L’extrait de la plante contenant ces deux métaux plomb et cadmium présente les mêmes résultats que les extraits de plantes non contaminées. Une satisfaction est donnée du fait que l’objectif visé en utilisant l’extrait est atteint. L’inquiétude demeure par rapport au devenir de nos éléments plomb et cadmium.
Quels sont les organes qui sont les plus exposés à cette contamination au cadmium ?
Nous avions ciblé deux organes dans notre étude. D’autres peuvent y compléter pour des études ultérieures. L’analyse à la spectrophotométrie à flamme montre la présence du Pb et Cd dans le foie et dans les reins des animaux exposés aux extraits contenant ces deux éléments. Il existe une corrélation entre les concentrations des éléments contenus dans les extraits et dans les organes ciblés. L’exposition étant chronique sur une durée de 14 jours, faudrait-il s’attendre à une élimination les jours à venir ? Sous quelle forme se présentent-ils dans les organes ciblés ? La forme chimique (spéciation) définit la toxicité de l’élément. Ce sont des questions auxquelles nous essayerons d’apporter de réponses dans des études ultérieures.
Le Cadmium, cet élément dangereux que vous évoquiez, d’où provient-il ?

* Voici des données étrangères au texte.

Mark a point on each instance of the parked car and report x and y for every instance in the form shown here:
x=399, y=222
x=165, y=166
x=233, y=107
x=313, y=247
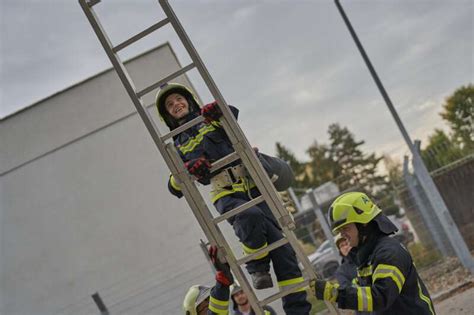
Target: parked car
x=325, y=260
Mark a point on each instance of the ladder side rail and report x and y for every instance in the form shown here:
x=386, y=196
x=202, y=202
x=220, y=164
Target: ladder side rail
x=233, y=130
x=125, y=78
x=189, y=190
x=172, y=160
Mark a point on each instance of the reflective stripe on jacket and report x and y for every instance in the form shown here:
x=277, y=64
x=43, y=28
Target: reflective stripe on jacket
x=209, y=141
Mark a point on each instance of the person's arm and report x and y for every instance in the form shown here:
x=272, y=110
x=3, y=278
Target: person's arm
x=390, y=267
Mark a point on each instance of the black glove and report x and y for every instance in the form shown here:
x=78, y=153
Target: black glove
x=223, y=274
x=211, y=112
x=199, y=167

Le Cadmium est un élément chimique qui existe dans la nature. Il provient de la roche mère. Il est très mobile comparativement au plomb. La plupart des matériaux électroniques en contiennent. Ce qu’il faut retenir c’est de ne pas contribuer à sa biodisponibilité. Car il peut être présent sans être biodisponible : le pH du sol, contenance en matière organique du sol, la texture du sol. Les apports à travers la technologie et notre participation à la satisfaction d’une de ces conditions font que nous retrouvons des traces de ces éléments dans nos plats, nos macérations, infusions et autres préparations. Il est notifié que le cadmium est cancérigène, mais de nos jours nous nous intéressons plus au traitement qu’aux causes de nouvelles pathologies. Par conséquent, ces éléments sont présents dans nos plats à travers les plantes et légumes. Il faut donc accorder une attention sur comment les éviter.

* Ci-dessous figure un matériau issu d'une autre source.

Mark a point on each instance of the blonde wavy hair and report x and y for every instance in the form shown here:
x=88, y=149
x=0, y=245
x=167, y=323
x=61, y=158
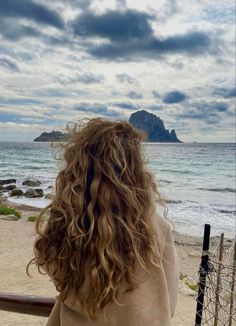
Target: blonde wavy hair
x=100, y=215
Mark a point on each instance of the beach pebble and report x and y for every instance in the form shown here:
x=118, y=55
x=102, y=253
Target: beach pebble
x=194, y=254
x=10, y=187
x=49, y=196
x=31, y=183
x=187, y=292
x=11, y=217
x=7, y=181
x=34, y=193
x=16, y=192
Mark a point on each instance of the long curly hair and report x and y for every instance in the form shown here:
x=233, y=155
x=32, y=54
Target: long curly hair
x=98, y=225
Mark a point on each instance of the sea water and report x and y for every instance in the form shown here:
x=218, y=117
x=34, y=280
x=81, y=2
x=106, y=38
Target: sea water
x=197, y=179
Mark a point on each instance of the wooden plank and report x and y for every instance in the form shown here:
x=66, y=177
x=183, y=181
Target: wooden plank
x=26, y=304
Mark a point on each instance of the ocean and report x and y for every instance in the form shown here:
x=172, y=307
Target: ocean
x=197, y=179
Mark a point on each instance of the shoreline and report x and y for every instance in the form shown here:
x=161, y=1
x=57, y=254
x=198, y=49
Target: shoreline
x=180, y=237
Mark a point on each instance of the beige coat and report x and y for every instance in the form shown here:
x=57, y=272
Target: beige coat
x=151, y=304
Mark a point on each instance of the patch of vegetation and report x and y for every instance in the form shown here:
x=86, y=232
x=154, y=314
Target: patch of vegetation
x=5, y=210
x=32, y=218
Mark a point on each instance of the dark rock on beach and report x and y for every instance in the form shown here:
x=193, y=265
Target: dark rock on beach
x=7, y=181
x=31, y=183
x=10, y=187
x=52, y=136
x=16, y=192
x=34, y=193
x=49, y=196
x=153, y=126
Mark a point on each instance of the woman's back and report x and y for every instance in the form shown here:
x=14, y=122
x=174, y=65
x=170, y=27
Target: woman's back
x=111, y=257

Que conseillez-vous à nos lecteurs ?
Il n’y a pas une différence physique entre Vernonia contaminé et non. Pareil pour la plupart des plantes médicinales et légumes. Il faudrait qu’il y ait un changement de comportement. Évitons de récolter nos plantes sur des tas d’ordures, les agglomérations polluées, les bordures des voies....Évitons de cultiver tous produits vivriers sur des espaces réservés aux cultures de rentes (cultures de coton et autres qui nécessitent assez de produits phytosanitaires). Apprenons à nous intéresser aux origines de nos produits consommables. Savoir les vertus d’une plante n’est plus suffisante de nos jours. En plus des vertus de la plante, il faut l’étude toxicologique de la plante et l’environnement dans lequel il faut la récolter.